Addressing the jury for the defence it was said that in September 1931, when Rooney and Keenan were aged 16 and 18 respectively, their names found their way onto police records under suspicion of illegal drilling when 8 or 9 young men had been tackled in the Castlereagh Hills. The defence stated that, these zealous police officers immediately assumed rebellion, treason, and civil war, and as such the boys’ names were taken. Since then, the names Keenan and Rooney were in the black book, with the result that when anything untoward happened in the city their homes were visited by the police.
In the end, and to a chorus of some applause in the courtroom which was much to the displeasure of the judge, Rooney, Keenan and Monaghan were found not guilty. The fourth prisoner, Edward McCartney, who had been captured at the scene with a loaded revolver, was found guilty of the attempted murder of a police officer. Lord Justice Best told him: “That you were guilty I have not the slightest doubt. Personally, I think you must have tried to fire shots, because when you were arrested, a full-loaded revolver was found in your possession. One of the cartridges bore the mark of the hammer, which shows that an attempt had been made to fire it, but fortunately for you and for someone else the revolver jammed and the cartridge was unexploded”. In the course of his summing up, Lord Justice Best said that McCartney had come into the court with his posture about being a soldier of the Irish Republic. “A soldier is an honorable term”, said Best, “and it is not a term to be applied, nor should it be applied to assassins or would-be assassins.” McCartney was sentenced to ten years penal servitude, narrowly escaping corporal punishment on top of it.

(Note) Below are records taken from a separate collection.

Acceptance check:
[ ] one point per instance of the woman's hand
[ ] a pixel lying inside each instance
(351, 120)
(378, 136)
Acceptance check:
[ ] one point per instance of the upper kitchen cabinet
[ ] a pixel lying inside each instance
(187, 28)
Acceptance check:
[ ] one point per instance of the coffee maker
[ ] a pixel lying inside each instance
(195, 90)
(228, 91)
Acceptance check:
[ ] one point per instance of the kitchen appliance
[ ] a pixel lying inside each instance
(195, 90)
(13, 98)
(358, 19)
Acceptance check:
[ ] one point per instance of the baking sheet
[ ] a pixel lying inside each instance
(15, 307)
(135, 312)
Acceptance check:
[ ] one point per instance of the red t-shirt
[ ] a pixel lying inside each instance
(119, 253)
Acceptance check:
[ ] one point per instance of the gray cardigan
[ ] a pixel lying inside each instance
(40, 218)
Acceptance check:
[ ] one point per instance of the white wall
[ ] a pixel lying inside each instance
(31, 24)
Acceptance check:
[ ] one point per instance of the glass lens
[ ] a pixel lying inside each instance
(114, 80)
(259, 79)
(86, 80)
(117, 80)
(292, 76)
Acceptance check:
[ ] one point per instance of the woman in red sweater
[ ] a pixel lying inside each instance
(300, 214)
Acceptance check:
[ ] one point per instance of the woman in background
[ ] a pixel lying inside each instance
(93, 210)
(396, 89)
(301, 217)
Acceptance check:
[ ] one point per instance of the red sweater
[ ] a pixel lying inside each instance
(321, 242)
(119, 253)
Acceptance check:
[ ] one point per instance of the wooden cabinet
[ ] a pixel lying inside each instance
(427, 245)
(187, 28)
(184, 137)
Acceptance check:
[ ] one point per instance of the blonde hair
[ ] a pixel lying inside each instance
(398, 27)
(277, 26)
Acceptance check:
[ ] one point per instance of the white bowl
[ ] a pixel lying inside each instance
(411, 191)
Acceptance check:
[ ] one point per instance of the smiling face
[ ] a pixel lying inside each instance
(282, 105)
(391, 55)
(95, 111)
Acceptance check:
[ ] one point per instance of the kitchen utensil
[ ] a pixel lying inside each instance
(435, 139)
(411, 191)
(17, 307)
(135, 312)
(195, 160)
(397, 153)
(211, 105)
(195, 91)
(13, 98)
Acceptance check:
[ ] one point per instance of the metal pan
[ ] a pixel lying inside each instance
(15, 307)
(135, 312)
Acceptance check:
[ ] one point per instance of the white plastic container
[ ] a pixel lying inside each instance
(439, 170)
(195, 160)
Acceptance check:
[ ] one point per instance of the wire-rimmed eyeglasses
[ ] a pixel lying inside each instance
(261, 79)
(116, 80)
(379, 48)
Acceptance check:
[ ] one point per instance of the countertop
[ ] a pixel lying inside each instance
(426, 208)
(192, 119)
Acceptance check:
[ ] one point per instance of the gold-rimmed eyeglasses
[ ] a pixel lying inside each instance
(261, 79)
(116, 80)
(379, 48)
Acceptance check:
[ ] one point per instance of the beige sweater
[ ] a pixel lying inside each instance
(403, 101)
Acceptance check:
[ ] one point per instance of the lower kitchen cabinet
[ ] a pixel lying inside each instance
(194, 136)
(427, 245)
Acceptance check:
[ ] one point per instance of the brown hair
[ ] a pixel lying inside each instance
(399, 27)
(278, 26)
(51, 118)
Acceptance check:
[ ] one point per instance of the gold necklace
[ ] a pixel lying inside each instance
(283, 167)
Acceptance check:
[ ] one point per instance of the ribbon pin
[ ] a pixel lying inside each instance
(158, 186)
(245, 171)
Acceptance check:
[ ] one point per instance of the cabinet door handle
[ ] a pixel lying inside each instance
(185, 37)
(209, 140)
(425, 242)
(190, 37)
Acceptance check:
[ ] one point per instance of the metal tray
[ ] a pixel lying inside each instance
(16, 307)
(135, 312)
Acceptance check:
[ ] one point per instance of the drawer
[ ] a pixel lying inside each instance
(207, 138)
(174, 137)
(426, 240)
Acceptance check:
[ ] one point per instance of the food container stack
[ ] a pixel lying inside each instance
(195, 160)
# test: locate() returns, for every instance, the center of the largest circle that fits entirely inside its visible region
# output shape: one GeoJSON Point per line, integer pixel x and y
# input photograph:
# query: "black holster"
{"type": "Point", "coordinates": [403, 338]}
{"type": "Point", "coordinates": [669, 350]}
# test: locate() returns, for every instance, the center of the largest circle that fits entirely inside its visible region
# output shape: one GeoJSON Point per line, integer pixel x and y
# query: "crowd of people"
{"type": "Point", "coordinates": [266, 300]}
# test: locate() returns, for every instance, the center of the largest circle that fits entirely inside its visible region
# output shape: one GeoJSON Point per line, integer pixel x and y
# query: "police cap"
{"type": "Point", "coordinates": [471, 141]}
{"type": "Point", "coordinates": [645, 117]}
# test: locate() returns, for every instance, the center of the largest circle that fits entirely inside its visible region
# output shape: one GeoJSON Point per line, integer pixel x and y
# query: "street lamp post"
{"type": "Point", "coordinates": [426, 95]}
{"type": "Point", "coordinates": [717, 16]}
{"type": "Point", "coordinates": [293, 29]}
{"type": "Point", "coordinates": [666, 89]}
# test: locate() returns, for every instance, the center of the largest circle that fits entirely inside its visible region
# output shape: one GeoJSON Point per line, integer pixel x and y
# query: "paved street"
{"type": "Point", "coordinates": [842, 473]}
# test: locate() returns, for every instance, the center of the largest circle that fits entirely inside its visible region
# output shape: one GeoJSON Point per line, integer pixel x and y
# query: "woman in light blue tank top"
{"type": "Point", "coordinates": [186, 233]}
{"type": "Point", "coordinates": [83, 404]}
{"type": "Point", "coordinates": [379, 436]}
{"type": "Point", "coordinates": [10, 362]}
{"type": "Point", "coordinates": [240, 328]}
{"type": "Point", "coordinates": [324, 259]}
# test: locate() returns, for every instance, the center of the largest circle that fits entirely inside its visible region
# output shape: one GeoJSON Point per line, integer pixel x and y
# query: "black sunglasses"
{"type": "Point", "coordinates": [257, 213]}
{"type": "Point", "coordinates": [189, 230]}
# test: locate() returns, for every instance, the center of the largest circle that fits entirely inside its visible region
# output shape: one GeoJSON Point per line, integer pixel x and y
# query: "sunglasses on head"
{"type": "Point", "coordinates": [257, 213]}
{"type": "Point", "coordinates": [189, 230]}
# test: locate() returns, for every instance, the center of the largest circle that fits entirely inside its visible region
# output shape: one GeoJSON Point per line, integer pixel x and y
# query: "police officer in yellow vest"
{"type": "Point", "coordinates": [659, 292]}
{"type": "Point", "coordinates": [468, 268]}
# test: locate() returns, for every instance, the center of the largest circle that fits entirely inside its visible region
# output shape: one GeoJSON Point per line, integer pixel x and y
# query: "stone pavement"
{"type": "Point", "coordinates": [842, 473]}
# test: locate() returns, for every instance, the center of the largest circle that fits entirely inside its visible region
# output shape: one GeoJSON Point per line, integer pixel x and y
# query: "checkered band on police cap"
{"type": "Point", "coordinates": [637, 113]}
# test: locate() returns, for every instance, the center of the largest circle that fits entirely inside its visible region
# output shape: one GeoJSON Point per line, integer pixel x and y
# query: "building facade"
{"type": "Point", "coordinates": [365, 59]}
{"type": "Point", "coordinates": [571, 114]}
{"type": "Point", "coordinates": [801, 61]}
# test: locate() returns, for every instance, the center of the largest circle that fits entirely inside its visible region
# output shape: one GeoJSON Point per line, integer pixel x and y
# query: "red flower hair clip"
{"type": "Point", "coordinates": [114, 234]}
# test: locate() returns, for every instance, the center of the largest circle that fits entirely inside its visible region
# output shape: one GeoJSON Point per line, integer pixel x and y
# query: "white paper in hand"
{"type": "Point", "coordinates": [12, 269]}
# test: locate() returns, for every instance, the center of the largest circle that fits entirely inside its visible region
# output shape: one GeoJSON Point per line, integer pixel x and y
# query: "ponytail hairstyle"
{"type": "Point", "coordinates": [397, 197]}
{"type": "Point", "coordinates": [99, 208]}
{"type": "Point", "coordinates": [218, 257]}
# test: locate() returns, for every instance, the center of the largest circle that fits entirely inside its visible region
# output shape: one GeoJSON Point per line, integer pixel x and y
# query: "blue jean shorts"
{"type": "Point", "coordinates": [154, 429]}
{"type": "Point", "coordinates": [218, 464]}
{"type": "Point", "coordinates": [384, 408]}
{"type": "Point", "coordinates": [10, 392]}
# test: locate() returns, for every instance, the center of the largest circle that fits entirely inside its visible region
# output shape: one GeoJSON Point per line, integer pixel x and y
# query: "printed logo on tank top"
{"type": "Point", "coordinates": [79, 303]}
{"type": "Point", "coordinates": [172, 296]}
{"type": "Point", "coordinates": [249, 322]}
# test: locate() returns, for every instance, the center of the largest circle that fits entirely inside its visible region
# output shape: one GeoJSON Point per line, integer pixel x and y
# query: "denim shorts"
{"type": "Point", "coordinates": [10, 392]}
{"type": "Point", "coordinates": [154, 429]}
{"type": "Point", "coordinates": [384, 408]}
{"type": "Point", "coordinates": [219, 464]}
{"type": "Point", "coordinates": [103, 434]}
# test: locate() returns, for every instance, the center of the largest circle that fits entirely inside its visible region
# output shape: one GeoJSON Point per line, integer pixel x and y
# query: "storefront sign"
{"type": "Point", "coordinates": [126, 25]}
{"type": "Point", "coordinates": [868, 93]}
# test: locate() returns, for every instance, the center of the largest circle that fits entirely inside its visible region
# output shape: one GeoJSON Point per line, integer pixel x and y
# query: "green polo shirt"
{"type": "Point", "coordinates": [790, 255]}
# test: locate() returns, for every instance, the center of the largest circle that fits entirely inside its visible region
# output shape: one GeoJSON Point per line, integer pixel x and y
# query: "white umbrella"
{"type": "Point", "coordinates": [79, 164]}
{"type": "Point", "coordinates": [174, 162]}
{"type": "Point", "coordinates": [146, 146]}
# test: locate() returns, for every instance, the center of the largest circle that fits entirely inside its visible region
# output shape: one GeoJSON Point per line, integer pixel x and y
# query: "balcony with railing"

Following the trial, the IRA Belfast commandant Anthony Lavery was suspended pending a court-martial at which he was to be tried for permitting Bernard Rooney to be defended in an enemy court and also of gross indiscipline in his failure to carry out the order of the IRA Army Council. It was during this court-martial on Saturday 25th April 1936 at a social club at 10 Crown Entry in the centre of Belfast, that the RUC raided the premises and discovered the IRA court-martial in full progress, complete with prosecutor, accused, witnesses and a large quantity of documents. All thirteen in attendance were arrested including many prominent IRA leaders from Dublin, Donegal, Londonderry, Armagh and Belfast, and they were quickly taken into custody. They were charged with treason and felony, to deprive the King of his title and levying war on the King. None of the thirteen were professionally represented in court.
The treason felony trial, as it was known, took place on 22nd July 1936 before the Lord Chief Justice. The accused never spoke once, refusing to recognize the court. Subsequently, all thirteen were found guilty and received a total of 47 years imprisonment, which no doubt was a major blow to the IRA and their operations in the 1930s.